Piadoso hueco de blancura
Acabo de descubrir una verdad dolorosa. Pero antes de seguir, tengo que ir a buscar el teléfono (centro neurálgico de la vida contemporánea) para detener el cronómetro. ¿El qué? Sí, el cronómetro. Explicación: para poder medir la cantidad de horas invertidas en trabajo académico, uso un cronómetro. Si no mido el tiempo, simplemente no trabajo. Derivo hacia escrituras como esta que me resultan más placenteras (y también: del todo inútiles). Lo que descubrí: confundo placer-de-escritura con mateína. Esto es peligrosísimo, y pretendo dejar en claro por qué.
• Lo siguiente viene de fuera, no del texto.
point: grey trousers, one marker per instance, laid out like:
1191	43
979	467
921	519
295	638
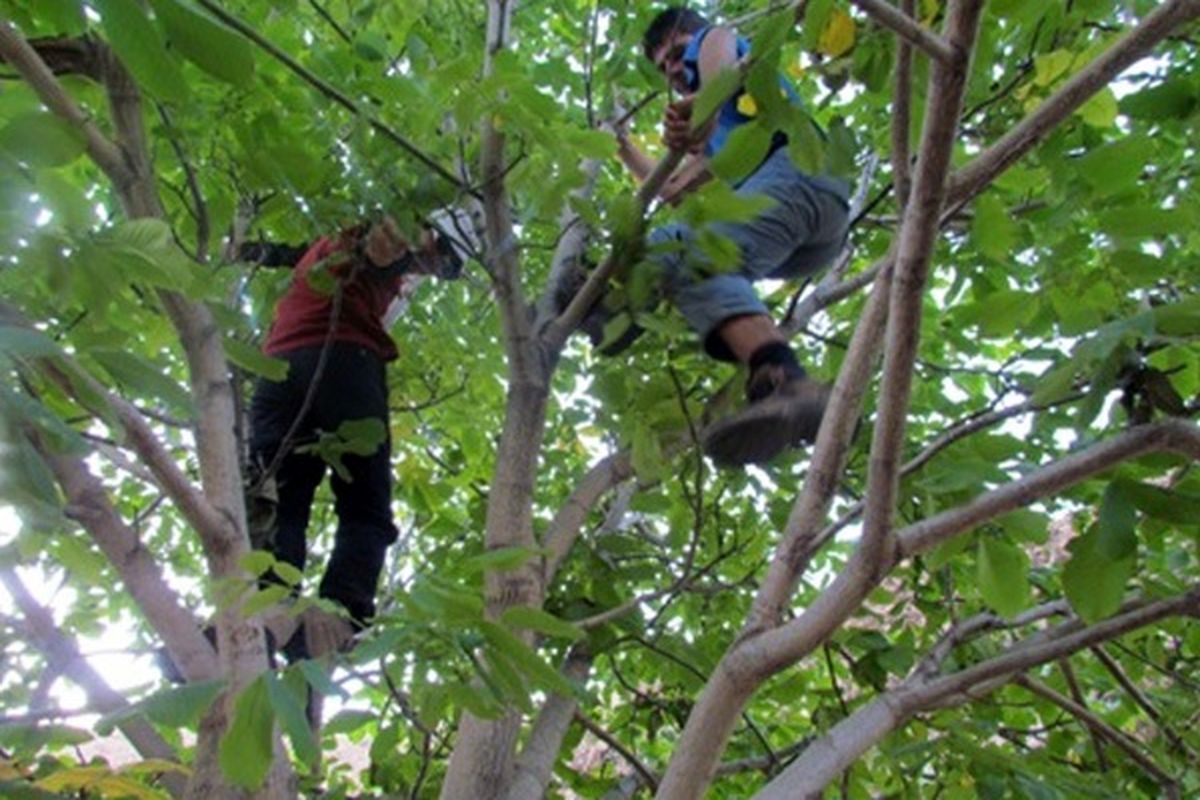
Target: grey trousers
798	235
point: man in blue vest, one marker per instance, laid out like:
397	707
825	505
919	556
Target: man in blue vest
801	233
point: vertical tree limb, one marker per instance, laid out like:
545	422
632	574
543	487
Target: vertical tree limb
984	168
826	757
901	115
64	656
909	29
1099	728
535	764
918	234
1143	702
88	504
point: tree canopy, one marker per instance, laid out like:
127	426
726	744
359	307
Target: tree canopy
979	582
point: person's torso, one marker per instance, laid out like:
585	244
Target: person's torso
304	314
738	109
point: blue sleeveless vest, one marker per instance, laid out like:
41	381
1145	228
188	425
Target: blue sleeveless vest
729	116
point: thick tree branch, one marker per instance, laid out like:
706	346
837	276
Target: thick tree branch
913	253
64	656
646	774
76	383
976	175
827	757
483	758
540	752
901	114
564	528
909	29
1099	728
88	504
1077	695
22	56
957	432
1177	435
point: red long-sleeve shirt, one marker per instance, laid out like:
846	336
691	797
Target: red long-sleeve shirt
303	316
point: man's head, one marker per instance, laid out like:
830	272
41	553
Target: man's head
666	40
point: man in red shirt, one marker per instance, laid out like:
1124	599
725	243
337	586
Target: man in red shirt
329	328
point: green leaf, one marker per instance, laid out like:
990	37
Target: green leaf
1049	67
41	139
1163	504
816	19
1003	576
245	752
288	698
141	48
525	659
179	707
1180	318
139	377
264	599
535	619
66	16
257	563
502	559
647	453
713	94
1093	582
1116	166
363	437
1140	222
743	151
207	43
1101	110
1116	523
255	361
993	228
1173	98
28	343
371	46
447	605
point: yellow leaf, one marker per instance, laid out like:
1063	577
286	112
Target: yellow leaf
838	36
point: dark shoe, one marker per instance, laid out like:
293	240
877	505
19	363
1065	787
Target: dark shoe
785	410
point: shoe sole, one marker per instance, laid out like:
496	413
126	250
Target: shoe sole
760	432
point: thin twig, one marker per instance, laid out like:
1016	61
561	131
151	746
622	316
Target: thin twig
335	95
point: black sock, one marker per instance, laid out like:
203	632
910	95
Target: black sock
775	353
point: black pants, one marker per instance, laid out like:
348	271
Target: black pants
352	386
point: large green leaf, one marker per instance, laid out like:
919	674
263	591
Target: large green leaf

(Desde hace unos meses uso sangría; no recuerdo quién me convenció de su indiscutida elegancia). Es así: nací en Argentina. Por una transferencia cultural, tomo mate todos los días. Nota al Pie: [que use yerba orgánica y filtre el agua usando mi novísimo Zero Water para eliminar cloro, plomo, y sólidos disueltos es (amo la expresión, cuyo origen desconozco) harina de otro costal]. El elemento activo que contiene la yerba es un estimulante no muy distinto de la cafeína. Podría hacer una micro investigación usando fuentes de internet para explicar en qué se parecen y en qué se diferencian, pero sería del todo irrelevante. NAP: [Flaubert nos enseñó que la irrelevancia es tan deseable]. Pero si la consigna de este ensayo es relatar mi experiencia como graduado del programa de escritura creativa (¿debería usar mayúsculas para conferirle jerarquía?) en mi muy querida Universidad de Iowa, entonces la digresión sobre composición química del mate, y sus ineludibles consecuencias neurológicas son menos residuales. ¿Qué quiero decir?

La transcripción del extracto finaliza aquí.